Épargne salariale : le gouvernement effectue un revirement en moins de 48 heures
Le gouvernement français a récemment opéré un spectaculaire retournement de situation concernant l’épargne salariale. Lundi 7 septembre, le ministre de l’Économie, Roland Lescure, a indiqué sur RTL que l’idée de soumettre l’épargne salariale à des cotisations sociales, déjà assujettie à la CSG et à la CRDS, était à l’étude en préparation du budget 2027. Cependant, le lendemain, le Premier ministre, Sébastien Lecornu, a affirmé sur le réseau social X qu’il n’avait jamais été question de modifier le régime de l’épargne salariale.
En fin de journée lundi, l’entourage du Premier ministre avait déjà démenti un article des Échos, qui évoquait une possible imposition des versements d’épargne salariale supérieurs à 3 000 euros. Ces versements incluent les sommes versées par les employeurs dans le cadre de l’intéressement, de la participation, du plan d’épargne entreprise (PEE) et du plan d’épargne retraite collectif (Perco).

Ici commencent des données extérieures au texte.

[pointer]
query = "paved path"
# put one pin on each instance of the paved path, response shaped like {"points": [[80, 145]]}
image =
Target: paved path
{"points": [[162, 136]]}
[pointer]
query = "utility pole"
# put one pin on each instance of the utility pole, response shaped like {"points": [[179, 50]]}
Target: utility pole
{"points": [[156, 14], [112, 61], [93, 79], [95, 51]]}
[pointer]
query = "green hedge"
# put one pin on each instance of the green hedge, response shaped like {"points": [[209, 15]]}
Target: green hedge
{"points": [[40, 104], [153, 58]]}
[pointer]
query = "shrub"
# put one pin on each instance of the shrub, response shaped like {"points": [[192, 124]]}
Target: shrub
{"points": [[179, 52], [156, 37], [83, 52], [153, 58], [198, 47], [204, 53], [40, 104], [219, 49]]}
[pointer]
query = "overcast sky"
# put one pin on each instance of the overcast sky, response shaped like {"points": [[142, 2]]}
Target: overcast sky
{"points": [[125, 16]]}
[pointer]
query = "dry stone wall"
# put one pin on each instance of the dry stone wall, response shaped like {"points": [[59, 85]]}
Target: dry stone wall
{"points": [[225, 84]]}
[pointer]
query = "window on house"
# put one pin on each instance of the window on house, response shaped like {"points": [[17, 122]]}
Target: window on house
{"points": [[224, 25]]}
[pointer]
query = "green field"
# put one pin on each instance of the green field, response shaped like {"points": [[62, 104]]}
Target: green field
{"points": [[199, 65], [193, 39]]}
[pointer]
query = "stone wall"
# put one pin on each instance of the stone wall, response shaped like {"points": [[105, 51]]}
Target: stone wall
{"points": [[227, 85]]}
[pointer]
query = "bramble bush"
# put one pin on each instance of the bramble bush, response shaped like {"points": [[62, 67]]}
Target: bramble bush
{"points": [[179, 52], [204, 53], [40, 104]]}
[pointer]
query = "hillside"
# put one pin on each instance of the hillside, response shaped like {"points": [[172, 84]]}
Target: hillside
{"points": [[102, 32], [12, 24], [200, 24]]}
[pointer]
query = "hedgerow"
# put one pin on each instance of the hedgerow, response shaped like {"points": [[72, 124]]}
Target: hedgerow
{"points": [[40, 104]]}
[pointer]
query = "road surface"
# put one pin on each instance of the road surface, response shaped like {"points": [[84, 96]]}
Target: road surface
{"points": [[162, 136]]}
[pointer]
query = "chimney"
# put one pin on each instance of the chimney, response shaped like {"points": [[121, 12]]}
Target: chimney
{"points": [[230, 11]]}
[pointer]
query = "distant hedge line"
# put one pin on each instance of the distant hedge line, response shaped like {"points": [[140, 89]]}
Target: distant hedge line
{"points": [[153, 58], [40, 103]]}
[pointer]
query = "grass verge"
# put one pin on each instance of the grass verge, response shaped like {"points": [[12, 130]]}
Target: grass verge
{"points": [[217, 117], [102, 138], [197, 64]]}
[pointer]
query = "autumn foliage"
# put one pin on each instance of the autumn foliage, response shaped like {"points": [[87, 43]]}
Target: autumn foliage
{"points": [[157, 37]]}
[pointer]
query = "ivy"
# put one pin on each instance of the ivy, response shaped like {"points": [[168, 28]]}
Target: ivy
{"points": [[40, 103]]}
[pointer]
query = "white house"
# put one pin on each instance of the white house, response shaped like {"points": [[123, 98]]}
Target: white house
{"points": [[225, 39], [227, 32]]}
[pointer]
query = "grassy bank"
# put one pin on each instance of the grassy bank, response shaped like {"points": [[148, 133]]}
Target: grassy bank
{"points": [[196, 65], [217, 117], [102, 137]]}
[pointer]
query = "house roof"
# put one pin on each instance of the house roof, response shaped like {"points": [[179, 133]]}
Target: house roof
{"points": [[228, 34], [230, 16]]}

L’entourage de Lecornu a précisé que les informations divulguées provenaient d’un document de travail et ne constituaient pas une décision officielle. Cette série de déclarations a engendré une cacophonie au sein de l’exécutif. Pour tenter d’éteindre la polémique, une clarification a été apportée, bien que ces fuites aient conduit à un signalement à la justice concernant la transmission non autorisée de travaux internes aux services de l’État.
Aucune donnée statistique récente n’est disponible concernant l’épargne salariale dans ce contexte.
Source : RTL, Les Échos, réseau X, La Tribune.